Seeing their campaign come to a head this year, in January justice minister Simon Hughes met with the chief coroner, the police and senior figures from London councils to discuss how out-of-hours services could be provided “without additional cost”.

This week Camden Council confirmed it would, by the end of the month, be submitting its own plan to bring in the service.

Cllr Abdul Hai, Camden Council cabinet member for customers, communities and culture, has been lobbying Mr Hughes and others on the issue for more than three years.

He told the Ham&High: “I’m really pleased we are putting in place a pan-London plan for providing an out-of-hours service.

“The current service creates a huge delay to burials, causing unnecessary grief for families.

“Coroners’ courts need to be brought into the 21st century. It’s a public service that needs to embody proper cultural understanding. It’s early stages, but I hope the service will be extended across the country, not just London.”

Cllr Hai is also working with others to introduce what he says will be the first London service to provide non-invasive post-mortems using CT scans.

It’s a call echoed by Mr Hughes, who wrote in a response to a parliamentary question last month: “It is important that coroners are flexible and accessible in the service they provide.
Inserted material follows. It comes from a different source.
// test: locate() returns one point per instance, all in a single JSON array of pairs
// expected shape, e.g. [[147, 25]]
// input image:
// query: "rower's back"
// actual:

The government will do everything it can to encourage all coroners to make an out-of-hours service available and also to direct a less-invasive post-mortem where this is suitable and desired by the family.

“We want to make sure that grieving families receive the highest level of service when they are most in need, which is why we are determined that inquests are conducted quickly and consistently right across the country.

“The chief coroner and I recently met senior figures from London local authorities and from the Metropolitan and City of London Police. We have secured their agreement to developing a pan-London out-of-hours coroner service which will share workloads and services and be in place as soon as possible after March 31.”